This figure compares the values of the storage moduli for two sets of samples in which the reinforcement content varied from 0 to 30 wt. (%). Values were recorded for nanocomposites filled with organomodified clay and for composites prepared by melt-blending the SBS matrix and Na-montmorillonite under the same conditions. There is a sharp increase in elastic modulus for nanocomposites, while microcomposites do not present any improvement in this property.

DMA properties were also studied for the widely used bifunctional diglycidyl ether of bisphenol-A (DGEBA) containing different amounts (2-10 wt. (%)) of layered silicate, and prepared by a two steps chemical method (173 to 323 K and from 323 to 573 K). Results indicated that, with increasing organic clay content in the composite, the relaxation temperatures of the cured system decreased, while the presence of modified layered silicate improved both toughness and stiffness of the matrix260. AFM phase contrast images (Figure 31) show stacked layers of silicates in the product, even though they are not distributed homogeneously throughout the material.
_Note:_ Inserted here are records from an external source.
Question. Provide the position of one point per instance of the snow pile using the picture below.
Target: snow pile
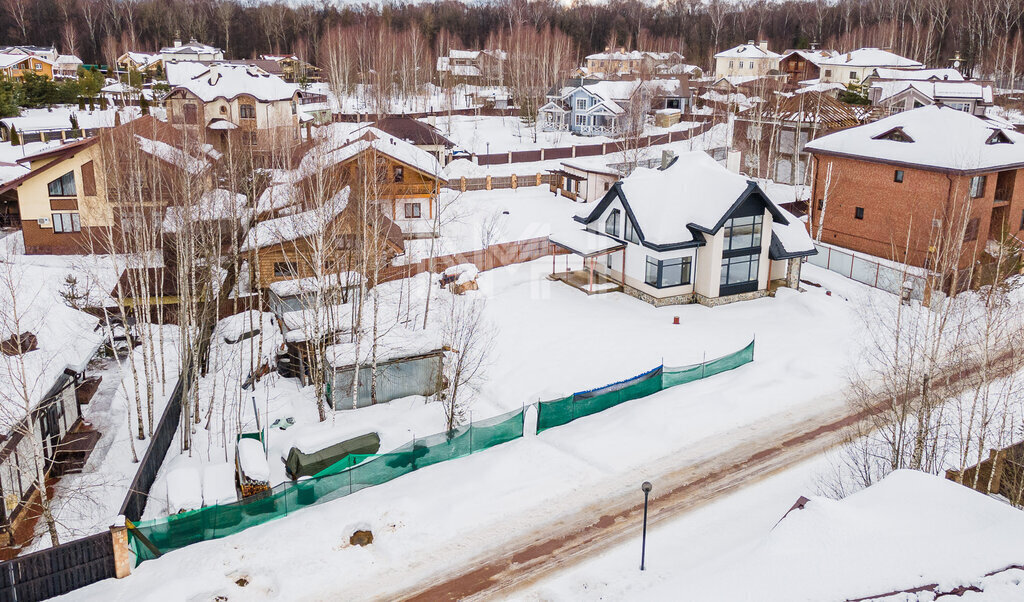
(252, 460)
(184, 490)
(908, 530)
(218, 483)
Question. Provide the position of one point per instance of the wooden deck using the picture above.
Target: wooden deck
(580, 280)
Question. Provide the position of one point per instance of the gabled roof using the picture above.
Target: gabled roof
(942, 138)
(673, 208)
(333, 151)
(945, 74)
(413, 131)
(223, 80)
(748, 51)
(871, 57)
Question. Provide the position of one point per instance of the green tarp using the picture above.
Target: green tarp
(300, 465)
(559, 412)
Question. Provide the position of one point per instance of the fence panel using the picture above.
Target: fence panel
(55, 571)
(559, 412)
(336, 481)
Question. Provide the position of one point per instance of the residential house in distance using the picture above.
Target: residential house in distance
(194, 50)
(881, 186)
(293, 69)
(14, 66)
(404, 182)
(612, 63)
(747, 59)
(897, 95)
(590, 108)
(284, 248)
(48, 52)
(771, 136)
(223, 99)
(472, 67)
(64, 203)
(854, 67)
(422, 135)
(146, 63)
(691, 231)
(67, 67)
(803, 66)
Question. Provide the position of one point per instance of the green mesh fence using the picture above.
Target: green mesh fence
(559, 412)
(336, 481)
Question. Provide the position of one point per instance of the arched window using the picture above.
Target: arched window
(611, 223)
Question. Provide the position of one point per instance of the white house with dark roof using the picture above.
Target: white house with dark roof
(692, 231)
(193, 50)
(747, 59)
(854, 67)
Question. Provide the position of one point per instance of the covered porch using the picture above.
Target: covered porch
(589, 246)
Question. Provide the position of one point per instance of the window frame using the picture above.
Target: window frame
(659, 266)
(290, 269)
(62, 184)
(976, 186)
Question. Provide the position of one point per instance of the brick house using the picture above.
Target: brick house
(893, 184)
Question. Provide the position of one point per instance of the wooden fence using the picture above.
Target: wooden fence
(497, 182)
(494, 256)
(55, 571)
(597, 148)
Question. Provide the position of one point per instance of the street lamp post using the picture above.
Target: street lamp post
(645, 487)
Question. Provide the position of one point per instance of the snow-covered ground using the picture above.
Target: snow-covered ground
(501, 134)
(716, 137)
(908, 530)
(550, 340)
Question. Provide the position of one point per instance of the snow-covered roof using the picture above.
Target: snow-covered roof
(213, 205)
(936, 90)
(934, 136)
(312, 284)
(945, 74)
(190, 47)
(748, 51)
(871, 57)
(223, 80)
(693, 195)
(337, 147)
(397, 342)
(907, 530)
(813, 56)
(142, 59)
(173, 155)
(299, 225)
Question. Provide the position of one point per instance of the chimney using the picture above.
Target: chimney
(667, 157)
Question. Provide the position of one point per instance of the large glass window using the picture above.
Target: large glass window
(65, 223)
(669, 272)
(742, 232)
(739, 269)
(64, 185)
(631, 233)
(611, 223)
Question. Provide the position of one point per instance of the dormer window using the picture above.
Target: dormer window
(895, 134)
(998, 137)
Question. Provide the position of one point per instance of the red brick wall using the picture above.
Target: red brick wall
(892, 210)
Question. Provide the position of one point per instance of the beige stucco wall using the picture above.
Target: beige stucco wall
(34, 197)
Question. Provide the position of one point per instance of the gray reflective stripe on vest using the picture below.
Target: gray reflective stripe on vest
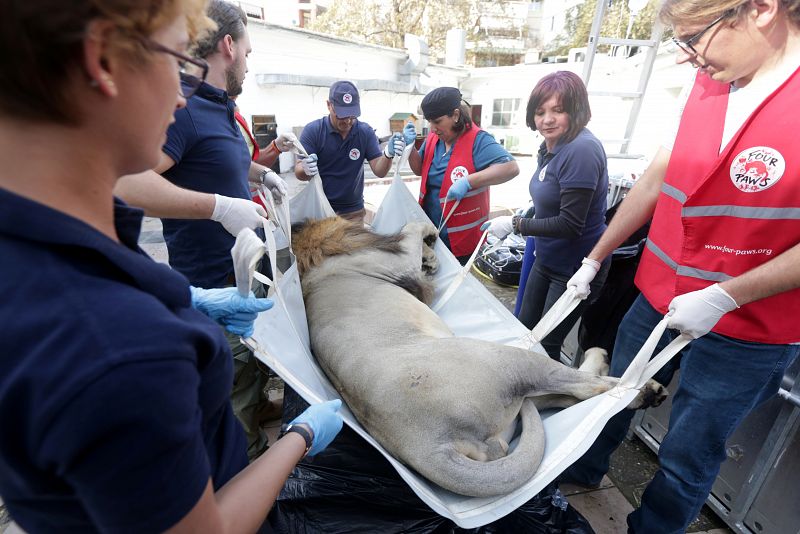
(470, 193)
(467, 226)
(742, 212)
(683, 270)
(673, 192)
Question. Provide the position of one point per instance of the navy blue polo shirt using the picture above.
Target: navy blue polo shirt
(579, 164)
(485, 152)
(341, 161)
(211, 156)
(113, 389)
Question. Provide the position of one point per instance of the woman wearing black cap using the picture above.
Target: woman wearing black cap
(458, 162)
(569, 193)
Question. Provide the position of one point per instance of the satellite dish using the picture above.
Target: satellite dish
(636, 5)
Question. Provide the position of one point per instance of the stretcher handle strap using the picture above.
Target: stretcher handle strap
(559, 311)
(459, 277)
(642, 368)
(443, 220)
(277, 212)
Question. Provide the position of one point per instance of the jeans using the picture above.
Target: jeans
(543, 288)
(722, 380)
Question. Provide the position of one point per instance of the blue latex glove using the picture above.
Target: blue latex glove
(309, 164)
(500, 227)
(324, 421)
(409, 133)
(227, 307)
(394, 146)
(458, 189)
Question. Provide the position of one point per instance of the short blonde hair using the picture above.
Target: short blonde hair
(697, 12)
(43, 40)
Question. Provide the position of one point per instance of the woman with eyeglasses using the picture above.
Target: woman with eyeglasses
(113, 388)
(722, 258)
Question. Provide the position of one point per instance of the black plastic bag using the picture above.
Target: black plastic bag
(351, 487)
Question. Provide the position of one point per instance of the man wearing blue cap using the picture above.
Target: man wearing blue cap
(337, 146)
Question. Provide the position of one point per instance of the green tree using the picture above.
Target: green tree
(579, 20)
(385, 22)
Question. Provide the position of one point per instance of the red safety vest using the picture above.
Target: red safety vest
(721, 214)
(464, 226)
(253, 156)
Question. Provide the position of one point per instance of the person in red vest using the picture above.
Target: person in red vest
(458, 162)
(266, 156)
(722, 259)
(569, 190)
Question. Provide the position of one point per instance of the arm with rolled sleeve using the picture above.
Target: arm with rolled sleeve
(493, 164)
(378, 162)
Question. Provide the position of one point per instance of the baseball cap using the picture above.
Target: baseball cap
(440, 101)
(344, 97)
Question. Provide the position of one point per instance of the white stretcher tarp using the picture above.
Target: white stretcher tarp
(281, 341)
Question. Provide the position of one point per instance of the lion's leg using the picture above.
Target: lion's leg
(556, 385)
(419, 242)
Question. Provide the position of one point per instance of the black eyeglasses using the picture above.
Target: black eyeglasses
(193, 71)
(686, 45)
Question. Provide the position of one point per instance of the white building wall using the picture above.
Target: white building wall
(291, 69)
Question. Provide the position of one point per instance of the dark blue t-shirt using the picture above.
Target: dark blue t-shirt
(485, 152)
(341, 161)
(210, 156)
(579, 164)
(114, 392)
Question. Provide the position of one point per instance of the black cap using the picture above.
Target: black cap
(344, 97)
(440, 101)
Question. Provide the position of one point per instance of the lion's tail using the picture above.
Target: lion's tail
(466, 476)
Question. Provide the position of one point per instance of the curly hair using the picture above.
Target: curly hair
(43, 40)
(230, 20)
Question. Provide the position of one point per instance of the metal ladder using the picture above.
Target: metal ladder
(595, 40)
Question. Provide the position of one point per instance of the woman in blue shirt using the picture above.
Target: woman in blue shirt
(114, 387)
(569, 191)
(458, 162)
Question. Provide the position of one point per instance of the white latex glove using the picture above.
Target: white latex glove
(500, 227)
(235, 214)
(583, 277)
(310, 165)
(696, 313)
(395, 146)
(275, 184)
(285, 142)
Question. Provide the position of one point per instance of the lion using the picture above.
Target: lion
(445, 406)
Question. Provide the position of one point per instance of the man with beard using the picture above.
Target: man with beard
(207, 159)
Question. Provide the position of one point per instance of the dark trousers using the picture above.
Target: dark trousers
(722, 380)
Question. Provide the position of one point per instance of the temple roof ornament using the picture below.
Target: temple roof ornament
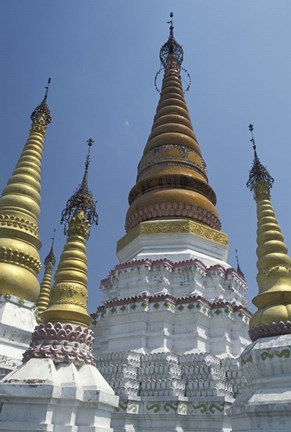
(19, 213)
(273, 316)
(82, 199)
(258, 171)
(42, 108)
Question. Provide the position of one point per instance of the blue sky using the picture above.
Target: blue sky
(102, 57)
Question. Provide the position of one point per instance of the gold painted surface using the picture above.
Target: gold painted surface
(172, 154)
(178, 226)
(19, 213)
(45, 288)
(274, 265)
(69, 296)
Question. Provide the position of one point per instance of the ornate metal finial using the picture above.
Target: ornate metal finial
(238, 269)
(50, 259)
(42, 108)
(82, 199)
(171, 56)
(258, 171)
(171, 47)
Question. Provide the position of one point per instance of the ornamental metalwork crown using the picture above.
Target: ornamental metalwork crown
(42, 108)
(82, 199)
(171, 47)
(258, 171)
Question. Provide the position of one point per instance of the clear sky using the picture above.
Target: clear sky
(102, 57)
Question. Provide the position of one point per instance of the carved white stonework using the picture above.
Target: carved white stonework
(42, 395)
(264, 403)
(17, 321)
(160, 306)
(169, 333)
(164, 391)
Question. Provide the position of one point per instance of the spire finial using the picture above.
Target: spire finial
(252, 140)
(171, 47)
(259, 175)
(238, 269)
(82, 199)
(47, 89)
(53, 237)
(42, 108)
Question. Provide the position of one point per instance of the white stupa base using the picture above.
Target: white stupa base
(44, 396)
(265, 403)
(17, 322)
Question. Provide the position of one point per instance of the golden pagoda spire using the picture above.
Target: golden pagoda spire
(172, 177)
(274, 265)
(19, 213)
(45, 287)
(69, 296)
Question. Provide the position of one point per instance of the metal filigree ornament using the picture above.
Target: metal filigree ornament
(42, 108)
(50, 258)
(169, 49)
(258, 173)
(82, 199)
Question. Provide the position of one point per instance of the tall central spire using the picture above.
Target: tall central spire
(172, 178)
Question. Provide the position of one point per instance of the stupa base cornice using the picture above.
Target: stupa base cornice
(164, 391)
(260, 406)
(43, 395)
(175, 239)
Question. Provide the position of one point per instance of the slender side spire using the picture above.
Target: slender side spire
(19, 213)
(45, 287)
(172, 177)
(274, 265)
(69, 294)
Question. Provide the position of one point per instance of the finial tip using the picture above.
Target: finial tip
(47, 88)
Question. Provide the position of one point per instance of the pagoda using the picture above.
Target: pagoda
(20, 243)
(174, 319)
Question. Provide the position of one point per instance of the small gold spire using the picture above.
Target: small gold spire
(274, 264)
(45, 286)
(19, 213)
(172, 178)
(69, 295)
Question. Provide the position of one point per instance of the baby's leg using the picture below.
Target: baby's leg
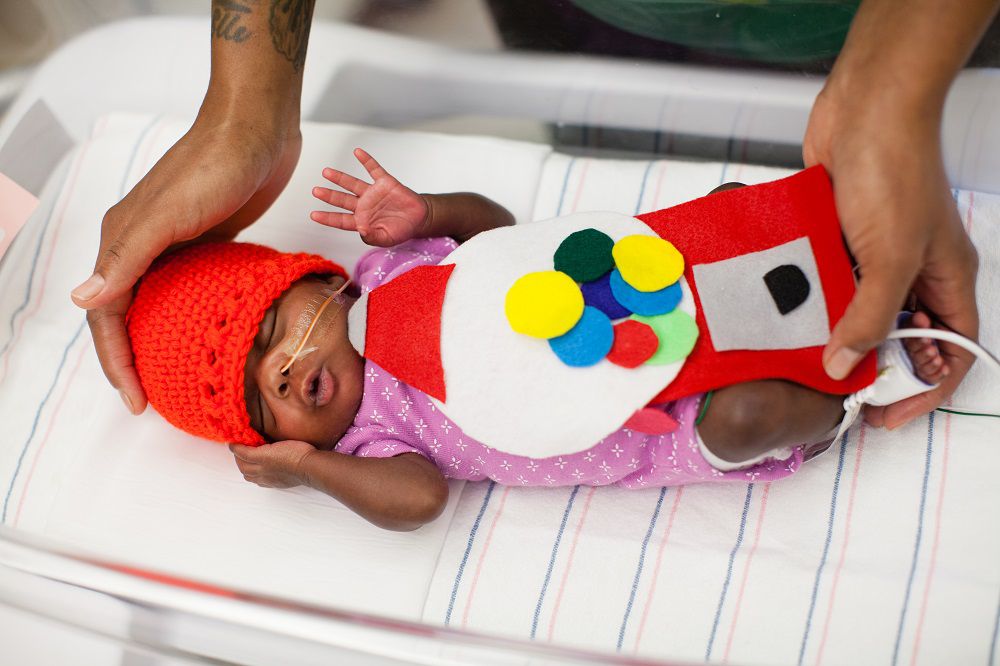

The high magnification shown in Figure 31(b) reveals the striated structure in the 5 wt. (%) layered silicate-containing nanocomposite, with increasing phase intervals at the top of the surface. However, no individual layers could be seen by TEM.



The dependence of the storage modulus for polyimide-based nanocomposites filled with 2 wt. (%) of organic clays and for the unfilled matrix is shown in Figure 32. At any temperature, higher storage moduli result from the better nanofiller dispersion. Moreover, the large difference between exfoliated montmorillonite- and exfoliated mica-based nanocomposites can be explained by the respective aspect ratio of the dispersed silicate layers, with lengths of 0.218 and 1.23 mm for montmorillonite and synthetic mica respectively, as observed by TEM studies.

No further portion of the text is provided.